Tag Archives: games

My review of the British Poetry Alexa skill

Being the owner of an Amazon Echo and a lover of poetry, I recently enabled the Alexa skill of the same name, https://www.amazon.co.uk/Adam-Krell-British-Poetry/dp/B07B269592.

The British Poetry Alexa skill enables the user of an Echo to ask that a poem is read. There is also the opportunity to play a game to test your knowledge of British poetry.

Turning first to the read a poem feature, I found this rather hit and miss. For example on asking for a poem by the famous composer of humorous verse, Edward Lear, a poem by Sir Thomas Wyatt was voiced by Alexa. Just how Edward Lear can be equated with Sir Thomas Wyatt astounds me! I had more luck when requesting that a poem by Shakespeare, Wordsworth or William Blake be read. Had British Poetry not found the latter poets I would have disabled the British Poetry skill.

I previously favourably reviewed the My Poems Alexa skill, https://kmorrispoet.com/2019/10/31/my-review-of-my-poems-an-alexa-skill-enabling-the-amazon-echo-user-to-listen-to-poetry/. In that review I commend the fact that the poetry in My Poems is voiced by human actors. Unfortunately this is not the case with the British Poetry Alexa skill.

As regards the facility enabling the user of British Poetry to play a game, I enjoyed using this aspect of the app. The player is read the first few lines of a poem and then asked to say who the poet in question is. There are 3 options to choose from and I must confess to having crossed my fingers on several occasions and made a wild guess as to who the poet in question was!
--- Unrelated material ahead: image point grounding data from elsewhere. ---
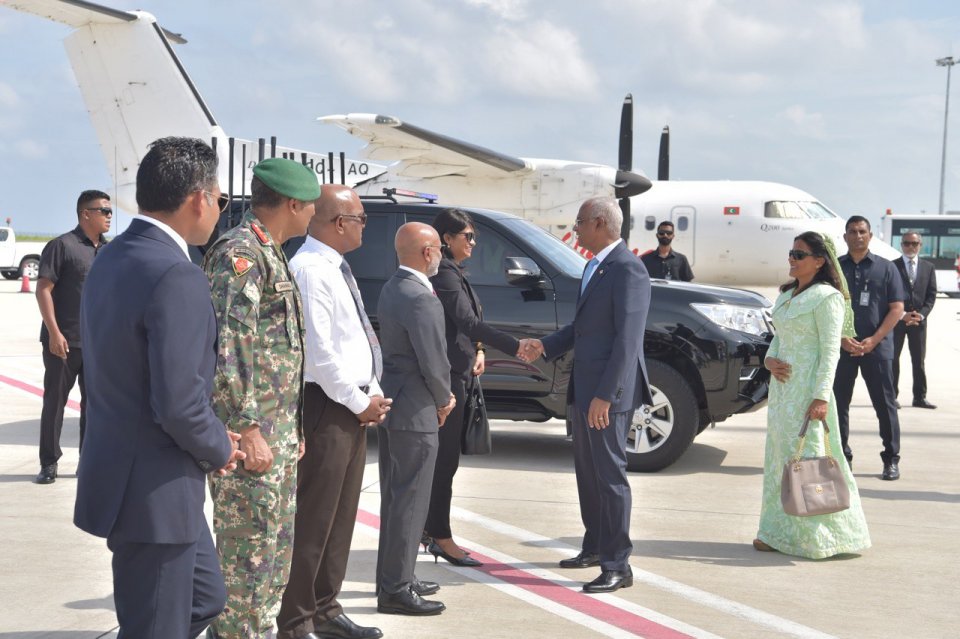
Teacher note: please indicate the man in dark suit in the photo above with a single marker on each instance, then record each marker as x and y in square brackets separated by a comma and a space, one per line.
[149, 338]
[416, 374]
[608, 383]
[920, 283]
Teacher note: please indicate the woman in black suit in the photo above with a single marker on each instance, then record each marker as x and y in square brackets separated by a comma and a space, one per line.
[466, 335]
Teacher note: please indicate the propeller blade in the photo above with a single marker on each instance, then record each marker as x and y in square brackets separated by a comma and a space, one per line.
[663, 167]
[628, 183]
[625, 228]
[626, 135]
Whilst (as mentioned above), the facility enabling the user to request that a particular poem is read is rather hit and miss, I did enjoy the game aspect of the British Poetry Alexa skill, and I shall return to play another day. However the My Poems app is, I believe of much more value to the lover of poetry.

Kevin

Cricket

Oh sleepy cricket
Where the languid batsman keeps his wicket.
I well recall
The sound of bat on ball.
Wicket after wicket did fall.
Then with one master stroke
A boy the classroom window broke …!

The above is based on my recollection of a game of cricket in which I participated while attending a school for the blind in Liverpool. We used footballs containing ballbearings in order that those with little or no sight could identify where the ball was (cricket balls would have been far too dangerous)!

Ball

A child plays ball below.
A long time ago
I lay in bed
The same sound running through my head.
The thud of ball on wall
Is all I recall.
The ball is now still
As evening falls over Beulah Hill.

As I wrote this, a child and an adult played ball in the garden below my home. The sound brought to mind lying in bed at boarding school (I was sick), as children played football in the playground below my window. The poem was penned today (as the game took place).

Chinese Whispers

“A Victorian lady has just walked past” my mum remarked as we walked through Liverpool city centre.
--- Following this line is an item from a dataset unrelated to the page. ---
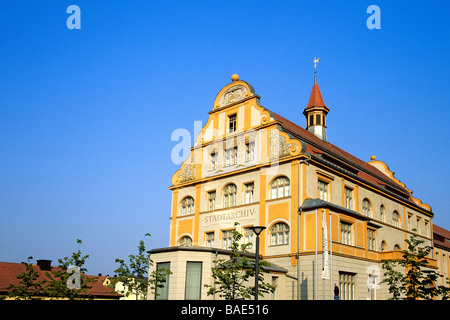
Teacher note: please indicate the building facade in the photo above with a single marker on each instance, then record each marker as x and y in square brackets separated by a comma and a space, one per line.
[330, 217]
“A Victorian lady has just walked past?” I repeated in disbelief.

“No, I said a tall young lady has just walked past. How could a Victorian lady have just walked past?” my mum asked.

“She might have been in fancy dress” I responded.

 

The above exchange reminded me of Chinese Whispers, a game in which the first player says something which is relaid to the next person in the group who then passes it on to another player. The last person in the group is asked what he heard and this is compared with what was originally said. So

“Don’t be late for dinner tonight” becomes “I won’t be late tonight” or something even more bizarre!

 

Prior to the exchange my mum, her partner and I had just visited Liverpool’s historic Central Library the first part of which was constructed in 1860. I can only conjecture that my mind, still being full of the Victorian buildings somehow transformed “tall young lady” into “Victorian lady!” Perhaps I need to have my hearing tested!